A Happy That Can't Be Held Down
Last evening, after first desserts (because there were seconds), Finn and I headed outside for a game of pretend baseball. We have a "real" bat and a "real" ball (both made of some kind of foam-y material that only hurts bad, instead of emergency room bad, when Finn whacks me on the head with it), but Finn prefers this game of pretend pitching and pretend hitting. I think it's because he can hit the ball, bounce it off the moon, and catch it.
My child, the imaginative micromanager.
Before we got to the pretend baseball field (a stretch of sidewalk in front of somebody's house who I'm sure has issued the crazy on us), Finn got stalled in some butterfly giggles in our yard, giggles that stopped me in my tracks. And as anyone who knows me well can testify, I am a victim to my own momentum. I am Newton's first law incarnate. So to have a mere giggle stop me and turn me around.
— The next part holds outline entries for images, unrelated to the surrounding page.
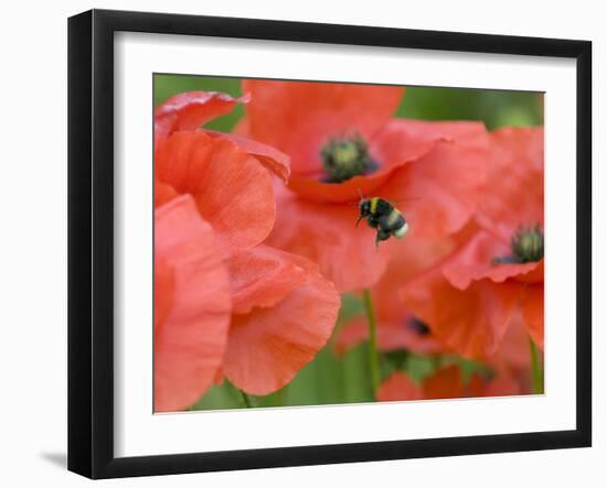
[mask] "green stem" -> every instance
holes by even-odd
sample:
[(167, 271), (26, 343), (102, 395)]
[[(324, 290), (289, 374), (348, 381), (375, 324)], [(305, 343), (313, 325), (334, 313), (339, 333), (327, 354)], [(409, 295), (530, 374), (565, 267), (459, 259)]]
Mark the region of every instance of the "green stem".
[(251, 401), (251, 398), (248, 394), (246, 394), (243, 390), (238, 390), (241, 392), (241, 397), (243, 398), (243, 403), (247, 409), (253, 409), (253, 402)]
[(537, 351), (537, 346), (530, 337), (529, 338), (529, 348), (531, 351), (531, 369), (533, 372), (533, 393), (541, 394), (544, 392), (544, 375), (540, 368), (540, 353)]
[(380, 387), (380, 355), (377, 354), (377, 321), (375, 318), (375, 310), (369, 290), (363, 290), (362, 296), (364, 300), (364, 310), (366, 312), (366, 323), (369, 326), (369, 365), (371, 369), (371, 381), (373, 393)]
Well, you needed to hear that giggle.
It's hard to describe it without resorting to cliches: it was like tiny silver bells, it was like warmth and innocence and pure joy, it was unrestrained, unrehearsed, unexpected. It was as if he had been filled up with pure happiness and just a few drops planned a last minute escape over his edges, like champagne bubbles floating up and then skipping over the edges of an overpoured flute.
(I thought that analogy would go over better than the heady beer image I'm really thinking of.)